Not really an issue

Question

Not really an issue

burb0 opened this issue 4 years ago · 13 comments

I'm sorry if this is more a question rather then an actual issue. I'm a newbie at this but, if I understood what you did there, if I were to modifiy (let's say add noise or flip) the images of "datatsets: train: .. paths: path_to_images" of the train_ffhq_glean.yml file, to maximize the learning of the model I should unpack the stylegan2-ffhq-config-f.pkl, apply the same modification as above to all the images and then pack it as pkl?
If I miss something or I'm completely off I would be glad to hear from you
Also thank you for sharing your nice works!

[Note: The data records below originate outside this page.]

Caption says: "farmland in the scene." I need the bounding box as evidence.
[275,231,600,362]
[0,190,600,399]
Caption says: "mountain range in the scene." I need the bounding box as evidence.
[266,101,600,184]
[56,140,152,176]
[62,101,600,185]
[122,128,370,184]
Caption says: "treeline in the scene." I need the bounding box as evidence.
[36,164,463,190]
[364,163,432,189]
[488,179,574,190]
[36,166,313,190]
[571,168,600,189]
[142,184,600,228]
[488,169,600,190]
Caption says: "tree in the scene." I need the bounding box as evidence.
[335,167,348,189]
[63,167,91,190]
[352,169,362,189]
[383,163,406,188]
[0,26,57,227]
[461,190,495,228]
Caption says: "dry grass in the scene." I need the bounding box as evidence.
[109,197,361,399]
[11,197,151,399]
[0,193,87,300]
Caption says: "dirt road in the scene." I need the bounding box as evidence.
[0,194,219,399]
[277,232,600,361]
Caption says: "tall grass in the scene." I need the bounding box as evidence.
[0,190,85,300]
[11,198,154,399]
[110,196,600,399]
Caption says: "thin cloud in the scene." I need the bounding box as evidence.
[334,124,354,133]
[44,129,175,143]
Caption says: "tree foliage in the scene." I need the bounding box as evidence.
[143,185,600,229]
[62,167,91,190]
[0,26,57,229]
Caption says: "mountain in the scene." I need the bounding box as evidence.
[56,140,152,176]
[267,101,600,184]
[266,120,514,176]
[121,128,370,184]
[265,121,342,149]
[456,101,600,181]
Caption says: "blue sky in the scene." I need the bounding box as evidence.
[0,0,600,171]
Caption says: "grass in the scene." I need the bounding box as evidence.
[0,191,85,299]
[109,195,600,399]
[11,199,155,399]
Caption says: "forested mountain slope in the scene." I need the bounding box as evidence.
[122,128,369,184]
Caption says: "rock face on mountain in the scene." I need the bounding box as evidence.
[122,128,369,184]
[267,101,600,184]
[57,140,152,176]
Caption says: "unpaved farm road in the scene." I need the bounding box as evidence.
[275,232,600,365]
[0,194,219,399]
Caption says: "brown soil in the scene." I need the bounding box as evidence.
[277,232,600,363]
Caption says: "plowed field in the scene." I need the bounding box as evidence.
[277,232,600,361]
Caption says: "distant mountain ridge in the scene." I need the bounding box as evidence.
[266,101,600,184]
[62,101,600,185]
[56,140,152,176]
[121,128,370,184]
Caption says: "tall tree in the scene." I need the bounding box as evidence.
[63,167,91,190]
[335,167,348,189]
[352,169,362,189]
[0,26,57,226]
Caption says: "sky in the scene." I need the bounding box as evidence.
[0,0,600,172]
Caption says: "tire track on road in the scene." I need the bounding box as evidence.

Answer 1 · 2020-12-31T02:08:21.000Z

Hey sure thing. I'm working on doing a better job documenting what I built here, but it's slow going. Research ideas generally come first, and there's always more of them. :)

stylegan2-ffhq-config-f.pkl doesn't have any images in it. It is a pretrained model from NVidia so I'm not quite sure how you would "apply a modification" to it. Can you go into more details there?

I think the root of your question is about adding differentiable image augmentation to the discriminator inputs? I haven't implemented anything like that yet since it doesn't make a lot of sense for image SR (at least - I don't think it does). It should be fairly easy to do though - it would just take the form of an injector that applies whatever kornia augmentations you like.

Answer 2 · 2021-01-14T16:08:32.000Z

Sorry for bugging you again, but I didn't find how to use more then 12 GB of GPU for training. Is 12 the maximum usable memorz, or am I missing something?
Thanks again!

Answer 3 · 2021-01-14T16:30:04.000Z

If you want to use more memory just scale the batch size (or turn down the "mega_batch_factor"). In my experience, larger batch sizes are almost always better for generative models.

Answer 4 · 2021-01-14T17:59:40.000Z

Out of the blue question: if you would have limitation on training time, would you sacrifice traning dataset size or batch size?I mean, is it better to have a larger batch with smaller dataset or smaller batch with bigger(lets say 10% bigger) dataset? (or of course, it depends)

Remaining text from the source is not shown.